Sinnlose Anwendungen

Drastisch formulierte es der finnische Arzt Teppo Järvinen: "Jede Krankheit ist auch eine Geschäftsidee." Mit mit den Leitlinien für Bluthochdruck oder Osteoporose ging er ins Gericht. 50 Prozent aller medizinischen Anwendungen seien vollkommen sinnlos, "ein Witz", wetterte er und erntete Lacher. Die vielen Vertreter der Pharmawirtschaft und einige Ärzte rutschten ziemlich unruhig auf ihren Sitzplätzen herum.

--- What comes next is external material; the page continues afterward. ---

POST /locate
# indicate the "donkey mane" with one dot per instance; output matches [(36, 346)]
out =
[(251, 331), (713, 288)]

"Ärzte können statistische Daten nicht lesen und sie insofern auch Patienten nicht näherbringen", sagte Gesundheitswissenschafterin Ingrid Mühlhauser von der Universität Hamburg. Das mache "aufgeklärte, weil informierte Entscheidungen" vollkommen unmöglich. Evidenzbasierte Medizin, also Behandlungsempfehlungen nach statistisch gesicherter Wirksamkeit, wäre eine Lösung des Dilemmas, doch Gerald Gartlehner von der Donau-Universität Krems hat zwar viele Anfragen von Patienten, aber zu wenig Ressourcen, sie beantworten zu können. "Der Patient steht in Österreich ganz sicher nicht im Mittelpunkt", so seine Überzeugung. Überbehandlung und Übertherapie würden ignoriert, wenn es darum geht, dass die Stakeholder des Gesundheitssystems Kompromisse schließen, sagte Gartlehner. Echte Strukturkritik am Gesundheitssystem ging sich heuer wieder nicht aus, sie liefe auch dem österreichischen Harmoniebedürfnis zuwider.

Mehr Schaden als Nutzen

Zudem würde sie auch die Idylle zerstören. Die Innsbrucker Anästhesistin Barbara Friesenecker wagte es trotzdem: "Patienten erwarten von uns Ärzten, dass sie überleben, aber manchmal richten wir mit einer Behandlung mehr Schaden an, deshalb müssen wir uns die Sterblichkeit wieder zutrauen und den Tod thematisieren, wenn er nicht mehr vermeidbar ist." Die Zeit für diese Gespräche fehle im Spital.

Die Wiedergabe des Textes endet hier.